I have a task to derive the daily status criteria for the test execution of my project. The three status criteria would be test execution criteria, test case failure rate and bug rate. I need to derive the criteria based on some assumptions -- how can I approach this and derive the same?
Your management or the customer are asking for some very standard test status reports, so the good news is that this is relatively straightforward.
Test execution: The most important metrics in this are total test cases, test cases executed, test cases remaining, test execution rate, and "glidepath execution rate." Total test cases are, obviously, the total number of cases you must execute during this project. Test cases executed is the sum total of cases which have been executed (pass or fail, but NOT including "blocked" cases). Test cases remaining should be the sum of cases not executed plus cases blocked, for this metric represents all the work remaining. Test execution rate should be the average number of cases your team is executing per day. Finally, the glidepath is the rate of execution your team needs to maintain in order to complete the project.

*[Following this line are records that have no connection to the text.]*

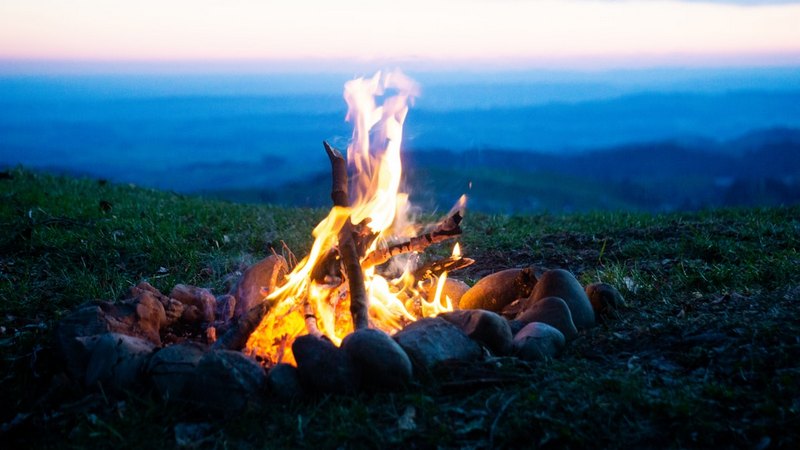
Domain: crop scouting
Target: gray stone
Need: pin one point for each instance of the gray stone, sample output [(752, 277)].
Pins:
[(605, 299), (493, 292), (562, 284), (552, 311), (228, 381), (433, 340), (283, 381), (116, 361), (485, 327), (515, 326), (94, 318), (257, 282), (323, 367), (201, 298), (173, 369), (381, 362), (538, 341)]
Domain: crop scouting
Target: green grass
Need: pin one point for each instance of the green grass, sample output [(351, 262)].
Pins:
[(704, 354)]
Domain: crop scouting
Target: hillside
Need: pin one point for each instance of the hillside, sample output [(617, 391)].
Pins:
[(704, 354)]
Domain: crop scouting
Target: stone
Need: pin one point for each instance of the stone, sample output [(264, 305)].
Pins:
[(116, 361), (191, 315), (172, 369), (485, 327), (381, 362), (257, 282), (173, 310), (433, 340), (323, 367), (99, 317), (228, 381), (226, 305), (150, 317), (515, 326), (283, 381), (538, 341), (144, 286), (453, 288), (562, 284), (493, 292), (201, 298), (605, 299), (552, 311)]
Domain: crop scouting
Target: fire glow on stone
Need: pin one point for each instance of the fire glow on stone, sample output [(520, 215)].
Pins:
[(377, 204)]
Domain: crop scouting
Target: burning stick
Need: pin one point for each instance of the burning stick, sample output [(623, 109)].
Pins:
[(447, 229), (359, 307)]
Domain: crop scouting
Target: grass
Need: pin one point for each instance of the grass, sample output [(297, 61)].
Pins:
[(704, 354)]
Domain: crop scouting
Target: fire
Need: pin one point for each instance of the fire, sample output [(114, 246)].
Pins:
[(315, 298)]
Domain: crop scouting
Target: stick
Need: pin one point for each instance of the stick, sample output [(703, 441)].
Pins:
[(436, 268), (236, 336), (447, 229), (359, 306)]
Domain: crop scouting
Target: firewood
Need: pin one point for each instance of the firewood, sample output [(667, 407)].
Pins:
[(359, 307), (446, 229), (436, 268)]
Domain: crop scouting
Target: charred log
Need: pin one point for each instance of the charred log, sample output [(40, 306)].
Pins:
[(359, 307), (445, 230)]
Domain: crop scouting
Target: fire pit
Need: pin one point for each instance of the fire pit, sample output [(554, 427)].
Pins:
[(362, 311)]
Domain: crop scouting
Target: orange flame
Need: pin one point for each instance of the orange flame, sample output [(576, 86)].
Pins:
[(374, 156)]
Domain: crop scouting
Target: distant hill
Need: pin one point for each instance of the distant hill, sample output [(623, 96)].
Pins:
[(758, 168)]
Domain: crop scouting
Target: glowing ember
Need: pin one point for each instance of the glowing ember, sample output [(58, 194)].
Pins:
[(315, 297)]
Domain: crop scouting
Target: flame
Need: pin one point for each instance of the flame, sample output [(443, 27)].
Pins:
[(376, 200)]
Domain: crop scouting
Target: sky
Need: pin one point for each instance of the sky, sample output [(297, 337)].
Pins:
[(462, 34)]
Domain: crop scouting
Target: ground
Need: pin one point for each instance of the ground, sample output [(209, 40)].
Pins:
[(704, 353)]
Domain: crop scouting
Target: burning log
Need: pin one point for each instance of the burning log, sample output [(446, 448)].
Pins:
[(447, 229), (436, 268), (359, 306)]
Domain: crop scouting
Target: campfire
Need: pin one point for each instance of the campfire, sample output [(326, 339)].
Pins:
[(338, 288), (363, 310)]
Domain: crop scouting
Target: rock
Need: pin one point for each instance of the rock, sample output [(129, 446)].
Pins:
[(116, 361), (552, 311), (99, 317), (562, 284), (283, 381), (150, 317), (538, 341), (433, 340), (453, 288), (228, 381), (173, 369), (515, 326), (381, 362), (202, 298), (485, 327), (226, 305), (257, 282), (144, 286), (495, 291), (173, 310), (324, 367), (191, 315), (605, 299)]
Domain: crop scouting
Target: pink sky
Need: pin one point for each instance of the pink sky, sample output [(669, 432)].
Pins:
[(471, 33)]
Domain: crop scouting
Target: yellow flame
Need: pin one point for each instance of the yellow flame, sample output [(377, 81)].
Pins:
[(374, 156)]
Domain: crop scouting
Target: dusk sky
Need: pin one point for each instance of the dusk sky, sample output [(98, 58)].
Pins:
[(423, 33)]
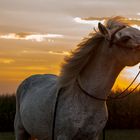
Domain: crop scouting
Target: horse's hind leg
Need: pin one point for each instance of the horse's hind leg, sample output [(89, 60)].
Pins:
[(20, 132)]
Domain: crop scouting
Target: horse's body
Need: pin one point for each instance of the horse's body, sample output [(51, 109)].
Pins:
[(78, 116)]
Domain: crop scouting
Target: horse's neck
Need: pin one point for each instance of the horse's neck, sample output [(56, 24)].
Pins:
[(100, 75)]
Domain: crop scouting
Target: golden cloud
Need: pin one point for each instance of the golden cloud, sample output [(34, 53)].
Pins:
[(94, 21), (30, 36), (6, 60)]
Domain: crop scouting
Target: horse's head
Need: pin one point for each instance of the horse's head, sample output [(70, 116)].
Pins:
[(123, 43)]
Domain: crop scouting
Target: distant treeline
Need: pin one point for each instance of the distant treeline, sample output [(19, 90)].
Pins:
[(123, 113)]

To calculate the execution rate, take the total number of cases executed (passed, failed, but not "blocked") and divide by the number of working days. Note that you also have to communicate the number of cases failed and the time it will take to retest these. Some teams want you to report this as a separate metric, some teams want the "failed" cases to not count as executed, and be counted as remaining test cases.
To calculate the glidepath rate, take the total number of remaining cases divided by the number of days remaining in the project. If you have 100 test cases remaining, and 10 days left, you need to execute 10 test cases per day.
The critical thing to keep in mind here is what your manager or customer care about. They want to know two things, above all else: 1) Are you on track to be done on time, and 2) Is the product in good shape? The way they answer the on track question is simple -- is your average test case execution rate (the average number of cases executed per working day) higher than your glidepath rate? If yes, your project is probably green. If not, your project is yellow or red.
The next metric here is the test case failure rate. This is a strong indicator of product quality, as well as your test execution rate. If you have a 50% failure rate, that means 1 out of 2 test cases are failing. That indicates terrible requirements definition or engineering quality. If your failure rate is significantly less (10%, 5%) it probably means the requirements were well defined and the code quality is high. It could also mean that your test team is overlooking defects -- as project lead, you need to have your pulse on your team's performance, and be able (and willing) to tell management if you think your team is overlooking defects in the project. Failure rate is also helpful in calculating execution rate and glidepaths. Like I said, some teams want all tests executed counted in the execution rate, some only want passes (personally, as a manager I want to see the PASS rate as well as the executed rate). Calculating the failure rate is also simple -- how many test cases in 100 are failing?
Finally, bug rates. The most important bug metric right now is probably how many defects are generated per test case. So if you have executed 100 test cases, how many defects have resulted from those? Coupled with the count of remaining test, it's a good way to get a decent idea of how many defects are still 'lurking' in the product.
Metrics are a funny thing. They can be used for good or warped for bad. It's very important to focus on the metrics themselves, and separate the discussion of what the metrics might mean. Above all, if the metrics indicate a schedule or product risk, don't try to paint an artificially pretty picture. Be forthcoming in the information and help management through the repercussions.
Hope that helps!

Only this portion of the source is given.